Your choice of business structure will not only determine the amount of taxes you will pay but also the load of paperwork your entity will have to deal with, personal liability and the capital requirements.
Types of Business Structure
Types of the business structure include; sole proprietorship, partnership, corporation, S corporation, and Limited liability company.
In a sole proprietorship, the entity is owned by one person who is personally liable for the financial obligations of the business. There exists no distinction between the owner and the business. The owner also incurs all the losses. However, such entities are easy to form, and the owner has complete control of it. Additionally, the owner only pays taxes on profits, not corporation tax.
In partnerships, two or more people share the losses and profits of the business. They are easy to form because there’s no registration with the state or even the payment of start-up fees. In this structure, the filing of taxes is way easy because the business isn’t taxed, just the partners. On the weak side of this structure, all the partners are personally liable for the liabilities of the firm.
Corporations, on the other hand, are businesses owned by a group of people called shareholders. A corporation is an artificial person, and hence there’s legal separation between the firm and the owners. It’s the corporation that pays taxes, not the owners. It’s the corporation that incurs liability, not the owners. However, this type of business is associated with a lot of paperwork as well as high taxation.

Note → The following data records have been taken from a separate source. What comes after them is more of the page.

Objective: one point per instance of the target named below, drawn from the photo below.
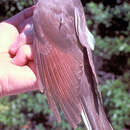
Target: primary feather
(64, 63)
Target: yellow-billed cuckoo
(64, 63)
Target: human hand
(17, 73)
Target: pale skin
(17, 71)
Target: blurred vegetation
(109, 22)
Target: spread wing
(60, 57)
(59, 62)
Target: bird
(64, 64)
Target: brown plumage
(64, 63)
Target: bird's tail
(92, 113)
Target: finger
(23, 55)
(22, 80)
(25, 25)
(21, 17)
(24, 38)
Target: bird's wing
(59, 61)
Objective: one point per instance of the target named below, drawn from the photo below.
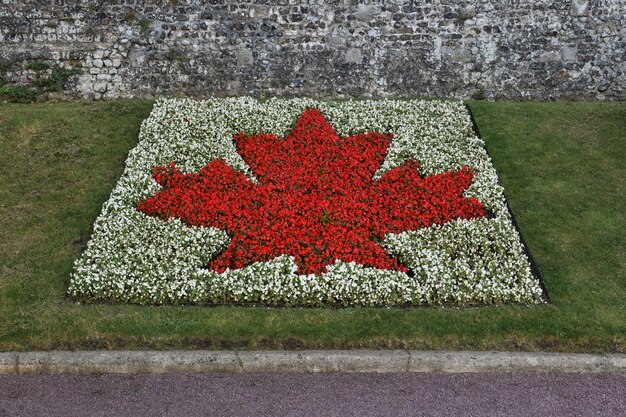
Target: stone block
(244, 57)
(354, 55)
(569, 54)
(579, 7)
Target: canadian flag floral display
(301, 202)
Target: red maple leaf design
(315, 198)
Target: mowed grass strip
(560, 163)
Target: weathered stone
(569, 54)
(354, 55)
(514, 50)
(244, 57)
(579, 7)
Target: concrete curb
(127, 362)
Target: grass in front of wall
(561, 164)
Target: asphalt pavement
(314, 394)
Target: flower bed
(301, 202)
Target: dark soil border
(533, 265)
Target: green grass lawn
(562, 165)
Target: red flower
(315, 200)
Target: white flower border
(136, 258)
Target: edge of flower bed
(371, 361)
(533, 265)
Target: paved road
(318, 395)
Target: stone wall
(501, 49)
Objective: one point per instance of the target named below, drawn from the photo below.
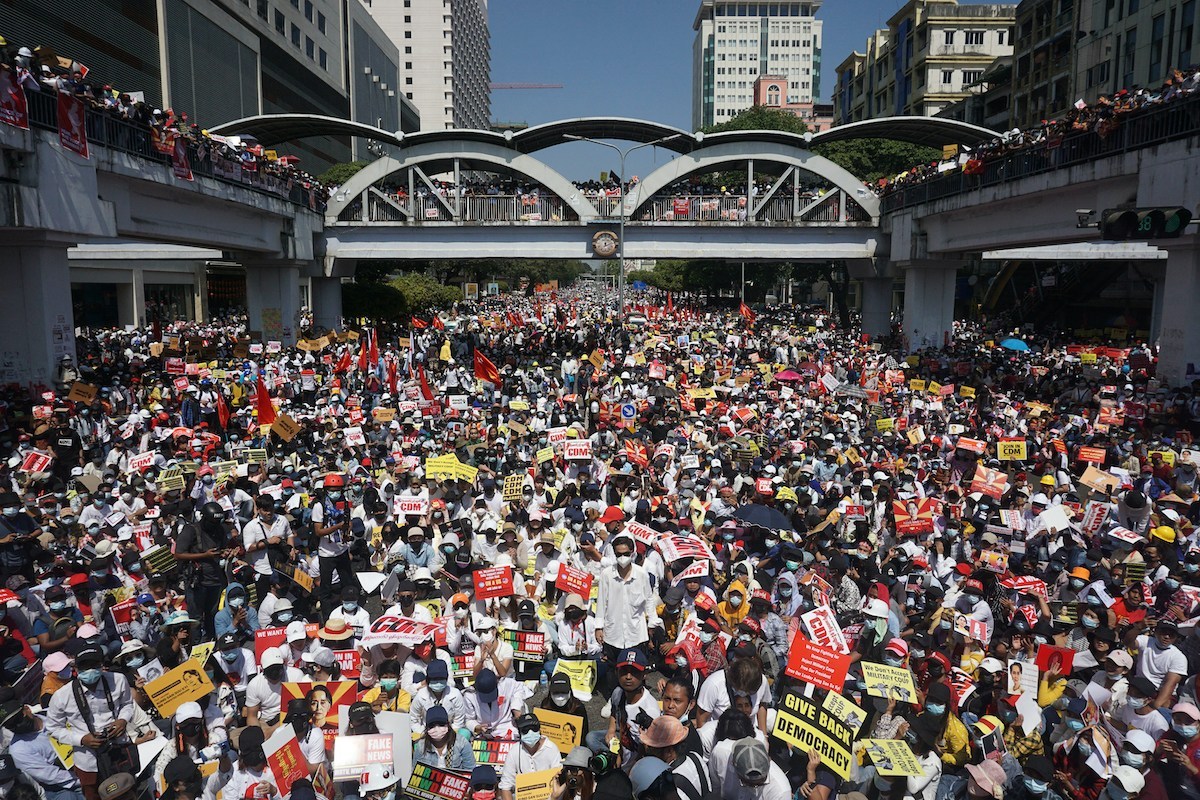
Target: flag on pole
(265, 410)
(485, 370)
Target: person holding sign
(534, 753)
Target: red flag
(744, 310)
(265, 410)
(222, 410)
(425, 384)
(485, 370)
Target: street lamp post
(621, 197)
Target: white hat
(297, 631)
(876, 608)
(186, 711)
(1129, 777)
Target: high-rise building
(736, 42)
(928, 58)
(221, 60)
(445, 48)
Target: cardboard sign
(1012, 450)
(564, 729)
(353, 755)
(822, 626)
(816, 665)
(573, 581)
(889, 681)
(801, 723)
(432, 783)
(892, 757)
(82, 392)
(535, 786)
(184, 684)
(577, 450)
(285, 758)
(493, 582)
(285, 427)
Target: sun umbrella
(762, 517)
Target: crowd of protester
(1102, 118)
(42, 71)
(532, 552)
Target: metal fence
(1167, 122)
(123, 136)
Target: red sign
(72, 127)
(35, 462)
(493, 582)
(816, 665)
(13, 107)
(574, 581)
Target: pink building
(771, 91)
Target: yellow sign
(184, 684)
(537, 786)
(1012, 450)
(889, 681)
(564, 729)
(892, 757)
(582, 674)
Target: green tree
(874, 158)
(760, 118)
(375, 301)
(339, 174)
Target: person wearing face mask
(238, 617)
(441, 745)
(535, 753)
(90, 714)
(437, 692)
(263, 704)
(31, 749)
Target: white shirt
(627, 607)
(1155, 665)
(521, 761)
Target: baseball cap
(633, 657)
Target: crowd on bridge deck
(40, 70)
(1103, 118)
(737, 554)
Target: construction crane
(525, 85)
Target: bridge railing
(1152, 126)
(135, 139)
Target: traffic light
(1168, 222)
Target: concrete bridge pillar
(929, 304)
(327, 304)
(1175, 311)
(877, 306)
(273, 299)
(36, 319)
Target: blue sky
(624, 58)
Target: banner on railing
(72, 124)
(13, 106)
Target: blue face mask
(1036, 786)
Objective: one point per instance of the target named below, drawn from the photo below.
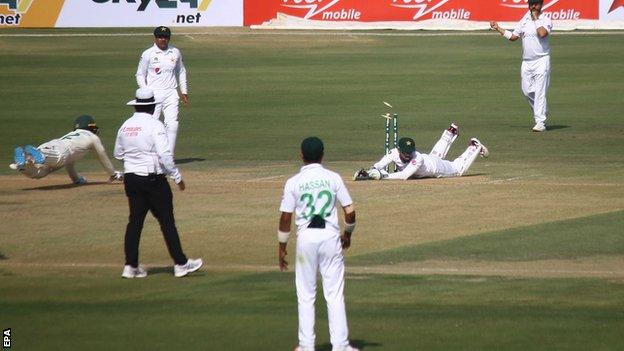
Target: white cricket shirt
(142, 146)
(72, 147)
(158, 69)
(420, 165)
(314, 191)
(533, 46)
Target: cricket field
(525, 252)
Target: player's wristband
(349, 227)
(282, 237)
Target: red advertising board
(259, 11)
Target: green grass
(253, 98)
(598, 235)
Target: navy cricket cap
(312, 149)
(407, 145)
(162, 31)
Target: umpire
(142, 146)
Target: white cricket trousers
(170, 101)
(321, 250)
(535, 79)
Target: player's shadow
(557, 126)
(359, 343)
(189, 160)
(65, 186)
(168, 270)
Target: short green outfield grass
(555, 197)
(599, 235)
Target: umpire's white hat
(144, 96)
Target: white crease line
(350, 269)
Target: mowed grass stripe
(568, 239)
(236, 311)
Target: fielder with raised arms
(412, 164)
(534, 29)
(312, 196)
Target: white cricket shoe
(539, 127)
(131, 272)
(483, 151)
(191, 265)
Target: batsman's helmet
(162, 32)
(312, 149)
(407, 145)
(86, 122)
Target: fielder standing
(158, 68)
(312, 195)
(142, 146)
(534, 29)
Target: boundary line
(299, 33)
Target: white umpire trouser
(169, 107)
(535, 79)
(321, 250)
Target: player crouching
(38, 162)
(411, 164)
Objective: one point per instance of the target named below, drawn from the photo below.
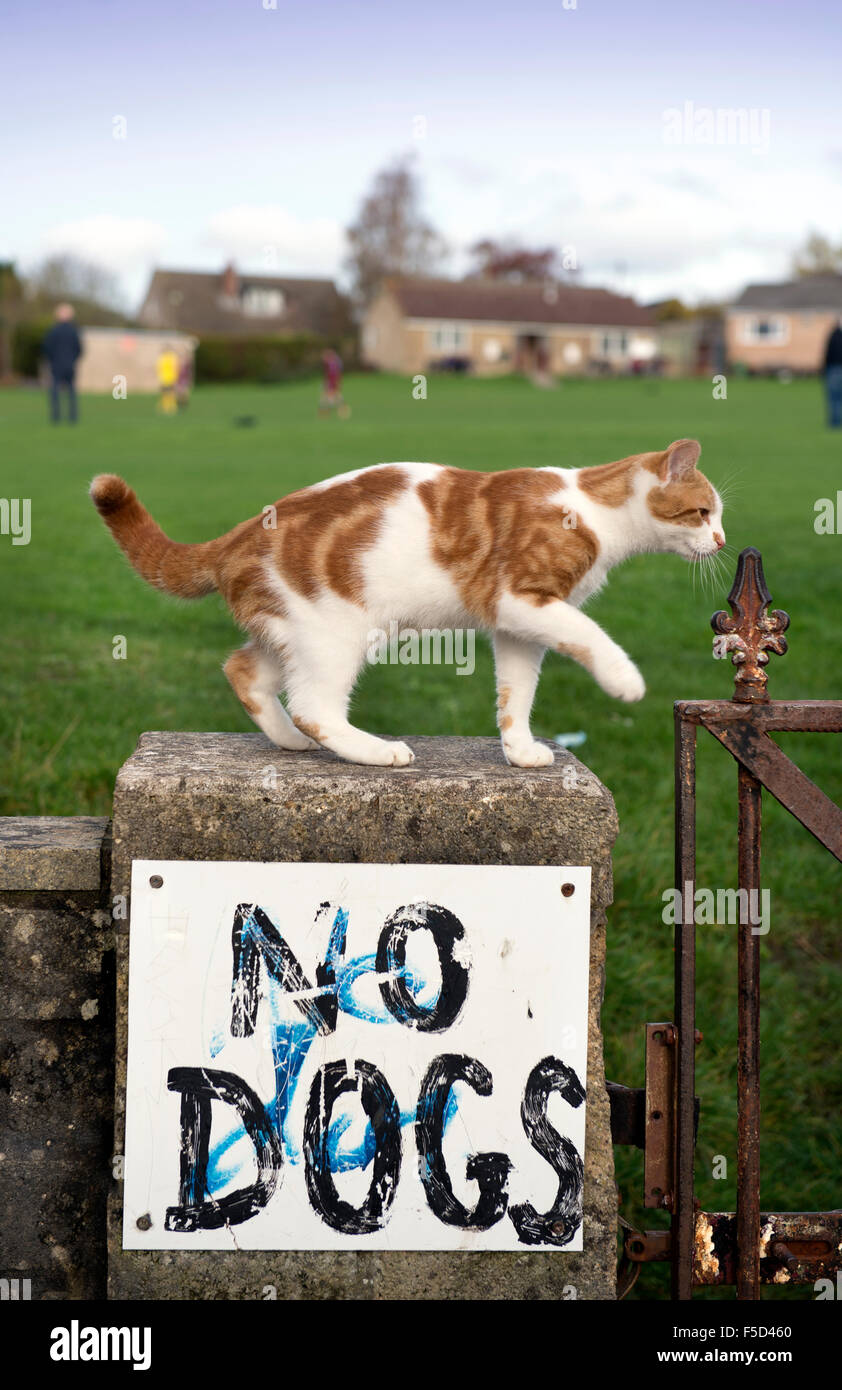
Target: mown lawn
(70, 713)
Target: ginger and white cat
(514, 553)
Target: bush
(25, 346)
(221, 357)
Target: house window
(614, 345)
(261, 303)
(767, 328)
(449, 338)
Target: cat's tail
(184, 570)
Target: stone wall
(236, 797)
(56, 1054)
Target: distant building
(113, 356)
(492, 327)
(784, 327)
(243, 305)
(689, 345)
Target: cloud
(122, 245)
(277, 238)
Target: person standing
(832, 375)
(63, 348)
(168, 366)
(331, 392)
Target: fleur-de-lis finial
(752, 631)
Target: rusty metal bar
(801, 797)
(794, 1248)
(685, 1008)
(748, 1045)
(659, 1154)
(784, 716)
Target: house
(493, 327)
(245, 306)
(784, 327)
(689, 344)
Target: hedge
(220, 357)
(25, 345)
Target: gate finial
(752, 631)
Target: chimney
(231, 284)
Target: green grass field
(70, 713)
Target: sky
(188, 134)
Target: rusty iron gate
(749, 1247)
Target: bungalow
(784, 327)
(492, 327)
(246, 306)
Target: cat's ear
(680, 459)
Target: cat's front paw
(402, 755)
(623, 680)
(528, 755)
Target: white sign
(356, 1057)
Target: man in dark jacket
(61, 348)
(832, 375)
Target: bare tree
(817, 257)
(74, 278)
(391, 235)
(513, 263)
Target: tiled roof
(196, 302)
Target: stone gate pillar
(235, 797)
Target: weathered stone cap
(52, 854)
(239, 797)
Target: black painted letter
(391, 958)
(559, 1225)
(199, 1086)
(489, 1171)
(378, 1101)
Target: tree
(391, 235)
(11, 299)
(74, 278)
(513, 263)
(817, 257)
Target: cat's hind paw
(528, 755)
(624, 681)
(402, 755)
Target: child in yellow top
(168, 367)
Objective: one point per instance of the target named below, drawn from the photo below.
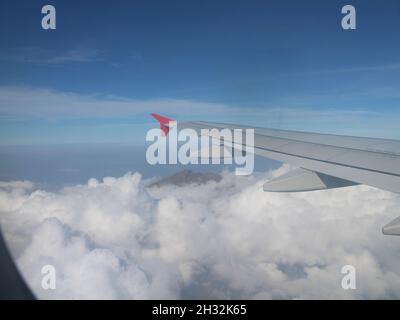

An S corporation is a form of corporation in that the owners have limited liability. However, S corporations don’t pay income tax. Instead, losses and profits are passed over to shareholders. They are expensive to set up.
Limited Liability Company
A limited liability company (LLC) is a hybrid of a corporation and partnership. It has gained popularity to owing to the fact that profits and losses can be passed over to the owners without the business getting taxed and also the owners have limited liability. However, it is difficult to raise start-up money because lenders and creditors still find corporations to be more attractive.
Choosing the Right Structure
So, what are the factors to consider before you pick the right structure for your business?
1. Legal liability
A good business structure will ensure insulation of the owner from legal liability to a greater extent. Under this consideration, you need to ask yourself how much your business exposes itself to liability and question your ability to afford the risk brought forth by the liability.
2. Tax considerations
There is a good chance that you aren’t well-versed with the tax implications associated with various business structures. To avoid flying blind, you should consult a tax attorney near you.
You need to pick a business structure that has opportunities to minimize taxation. Note that double taxation is mostly associated with incorporation. However, S corporations have a way of maneuvering double taxation. You can’t also ignore the fact that corporations have more tax options than partnerships and sole proprietorships.
In picking a business structure, you need one which will be flexible enough to meet the needs of the firm as well take into consideration the personal needs of its owners.
4. Start-up cost and administration needs
Sole proprietorships and partnerships are very popular because of their low start-up costs and reduced management demands compared to incorporated entities. Incorporation in itself isn’t cheap, and it attracts a large cost of record-keeping and paperwork.
In as much you’d like to benefit from limited liability as well as tax advantages but can you pay for the start-up cost of incorporation as well as handle the administration demands?
5. Future needs
In starting a business, we are more often than not caught up in getting the business on its feet that we forget to speculate what will happen to it 3, 4, 5 or even 10 years down the line. Yes, you are starting a business, but I’m sure you don’t want to wind up after 6 months. You want an entity with an unforeseen future.
You need to ask yourself questions like; “What will happen to the business after I die?”, “What if I decide to sell my share in the partnership?”
As you pick a business structure, have eyes on the future and its dynamicity.
Selecting a business structure is not a light decision. You need to consider all of the above factors. Additionally, you may wish to seek the expert advice of a tax attorney to help you make the right decisions. You can also talk to owners of existing businesses for guidance.